二.数据快照文件没有采用事务日志文件中的预分配机制
所以不会像事务日志文件那样,文件内容中包含大量的0。由于每个数据快照文件中的所有内容都是有效的,因此数据快照文件的大小能一定程度反映当前zk内存中全量数据的大小。
(2)数据快照过程
一.确定是否需要进行数据快照
二.切换事务日志文件
三.创建数据快照异步线程
四.获取全量数据和会话信息
五.生成数据快照文件名
六.执行FileSnap.serialize方法进行数据序列化
zk会将客户端的每一次事务操作都记录到事务日志中。zk在进行若干次事务日志记录后,会将内存的全量数据Dump到文件中,这个过程就是数据快照。可以使用snapCount参数来配置每次数据快照间的事务操作次数,也就是zk会在snapCount次事务日志记录后执行一次数据快照。
FileSnap负责维护数据快照文件对外的接口,包括数据快照的写入和读取,数据快照的过程如下:
一.确定是否需要进行数据快照
每执行一次事务日志记录后,zk都会检测当前是否需要进行数据快照。理论上进行snapCount次事务操作后就会开始进行数据快照。但考虑到数据快照会对所在机器的整体性能造成一定影响,所以需要尽量避免zk集群中的所有机器都在同一时刻进行数据快照。因此在zk的具体实现中,会采取"过半随机"策略来进行数据快照。

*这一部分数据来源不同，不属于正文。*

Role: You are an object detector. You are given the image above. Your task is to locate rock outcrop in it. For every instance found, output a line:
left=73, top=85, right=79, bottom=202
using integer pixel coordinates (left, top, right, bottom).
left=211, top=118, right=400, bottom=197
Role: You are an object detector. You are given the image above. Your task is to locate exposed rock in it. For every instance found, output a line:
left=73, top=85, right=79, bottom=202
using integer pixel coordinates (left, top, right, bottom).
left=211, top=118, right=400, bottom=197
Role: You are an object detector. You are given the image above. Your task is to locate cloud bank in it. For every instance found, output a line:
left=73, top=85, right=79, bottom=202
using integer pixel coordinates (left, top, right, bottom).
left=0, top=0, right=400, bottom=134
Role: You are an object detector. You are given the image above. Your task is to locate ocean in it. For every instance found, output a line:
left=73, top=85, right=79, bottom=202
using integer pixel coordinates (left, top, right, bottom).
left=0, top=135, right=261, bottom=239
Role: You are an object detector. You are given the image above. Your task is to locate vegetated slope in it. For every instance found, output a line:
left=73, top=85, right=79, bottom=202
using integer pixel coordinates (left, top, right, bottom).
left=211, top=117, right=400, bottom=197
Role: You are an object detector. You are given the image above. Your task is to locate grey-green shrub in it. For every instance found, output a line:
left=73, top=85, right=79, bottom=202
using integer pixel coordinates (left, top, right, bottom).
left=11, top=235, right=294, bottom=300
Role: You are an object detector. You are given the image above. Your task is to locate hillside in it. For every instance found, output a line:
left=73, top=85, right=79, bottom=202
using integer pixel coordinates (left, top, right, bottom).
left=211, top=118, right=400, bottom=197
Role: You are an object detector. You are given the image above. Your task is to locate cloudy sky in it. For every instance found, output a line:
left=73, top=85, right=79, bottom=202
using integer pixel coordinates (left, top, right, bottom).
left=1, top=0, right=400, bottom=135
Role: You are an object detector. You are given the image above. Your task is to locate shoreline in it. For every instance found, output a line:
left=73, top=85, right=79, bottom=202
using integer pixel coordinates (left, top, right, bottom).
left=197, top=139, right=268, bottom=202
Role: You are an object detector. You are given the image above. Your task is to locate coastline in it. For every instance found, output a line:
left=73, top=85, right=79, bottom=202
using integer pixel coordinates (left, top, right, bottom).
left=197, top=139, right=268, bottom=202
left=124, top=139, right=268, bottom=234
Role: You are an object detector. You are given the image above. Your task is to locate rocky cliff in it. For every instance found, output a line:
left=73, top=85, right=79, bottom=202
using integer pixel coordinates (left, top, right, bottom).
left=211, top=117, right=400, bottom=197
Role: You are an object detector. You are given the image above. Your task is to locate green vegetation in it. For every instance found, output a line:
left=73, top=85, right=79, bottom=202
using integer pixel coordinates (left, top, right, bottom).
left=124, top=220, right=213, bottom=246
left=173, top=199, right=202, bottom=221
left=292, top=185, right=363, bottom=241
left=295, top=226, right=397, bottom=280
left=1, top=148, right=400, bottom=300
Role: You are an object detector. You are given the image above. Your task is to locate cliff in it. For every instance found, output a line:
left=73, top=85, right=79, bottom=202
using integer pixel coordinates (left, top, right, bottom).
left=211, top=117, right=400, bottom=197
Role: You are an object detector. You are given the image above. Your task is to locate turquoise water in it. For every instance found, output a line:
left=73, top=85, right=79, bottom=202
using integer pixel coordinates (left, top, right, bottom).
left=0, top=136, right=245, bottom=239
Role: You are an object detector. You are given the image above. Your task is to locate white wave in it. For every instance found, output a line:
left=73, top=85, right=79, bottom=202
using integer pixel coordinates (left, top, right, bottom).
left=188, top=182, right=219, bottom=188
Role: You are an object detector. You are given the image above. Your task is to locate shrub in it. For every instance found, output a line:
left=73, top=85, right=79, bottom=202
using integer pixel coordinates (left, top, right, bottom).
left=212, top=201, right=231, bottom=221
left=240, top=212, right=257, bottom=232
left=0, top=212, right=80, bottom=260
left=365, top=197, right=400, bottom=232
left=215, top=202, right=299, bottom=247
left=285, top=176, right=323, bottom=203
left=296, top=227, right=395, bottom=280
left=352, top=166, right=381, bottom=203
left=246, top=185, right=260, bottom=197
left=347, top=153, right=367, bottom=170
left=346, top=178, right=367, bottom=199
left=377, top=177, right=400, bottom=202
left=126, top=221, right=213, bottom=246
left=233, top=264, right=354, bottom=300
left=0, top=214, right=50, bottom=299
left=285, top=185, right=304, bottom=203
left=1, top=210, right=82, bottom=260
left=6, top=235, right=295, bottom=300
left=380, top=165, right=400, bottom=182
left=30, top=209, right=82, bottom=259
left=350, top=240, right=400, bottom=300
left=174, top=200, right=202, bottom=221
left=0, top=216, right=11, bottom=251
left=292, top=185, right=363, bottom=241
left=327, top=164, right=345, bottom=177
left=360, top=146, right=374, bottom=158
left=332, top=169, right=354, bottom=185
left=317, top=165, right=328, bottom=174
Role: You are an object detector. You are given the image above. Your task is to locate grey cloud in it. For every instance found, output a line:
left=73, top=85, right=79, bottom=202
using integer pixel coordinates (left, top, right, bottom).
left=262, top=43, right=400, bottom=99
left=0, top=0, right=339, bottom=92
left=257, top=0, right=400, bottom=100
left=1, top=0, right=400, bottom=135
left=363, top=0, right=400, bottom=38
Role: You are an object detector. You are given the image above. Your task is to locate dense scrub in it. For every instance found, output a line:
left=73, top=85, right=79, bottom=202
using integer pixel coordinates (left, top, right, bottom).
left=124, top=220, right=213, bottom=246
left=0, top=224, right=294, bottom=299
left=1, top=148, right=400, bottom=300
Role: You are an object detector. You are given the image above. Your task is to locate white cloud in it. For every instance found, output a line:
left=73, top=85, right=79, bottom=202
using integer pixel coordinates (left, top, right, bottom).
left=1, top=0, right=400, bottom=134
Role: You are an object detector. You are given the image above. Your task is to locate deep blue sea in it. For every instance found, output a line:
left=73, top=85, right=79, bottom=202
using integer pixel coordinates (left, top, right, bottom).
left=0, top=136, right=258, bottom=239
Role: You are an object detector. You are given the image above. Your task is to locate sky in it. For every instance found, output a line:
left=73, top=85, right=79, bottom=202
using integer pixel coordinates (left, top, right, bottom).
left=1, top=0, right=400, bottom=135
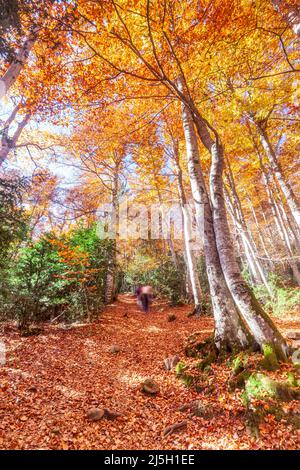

logCount > (snapCount / 2 + randRoll)
其中logCount代表当前已经记录的事务日志数量,而randRoll代表1到snapCount/2之间的随机数。所以如果snapCount配置为10000,那么zk会在5000到10000次事务日志记录后进行一次数据快照。
二.切换事务日志文件
也就是当前的事务日志已经写满了,已经写入了snapCount条事务日志,需要重新创建一个新的事务日志文件。
三.创建数据快照异步线程
为保证数据快照不影响z的主流程,会创建一个异步线程来进行数据快照。
四.获取全量数据和会话信息
数据快照本质上就是将内存中的所有节点信息和会话信息保存到磁盘中,所以会先通过ZKDatabase的getDataTree()方法获取到DataTree,然后再通过ZKDatabase的getSessionWithTimeOuts()方法获取会话信息。
五.生成数据快照文件名
zk会根据当前已提交的最大ZXID来生成数据快照文件名。
六.执行FileSnap.serialize方法进行数据序列化
首先会序列化文件头信息:魔数 + 版本号 + dbid,然后序列化DataTree和会话信息,接着生成一个Checksum,再一起写入数据快照文件中。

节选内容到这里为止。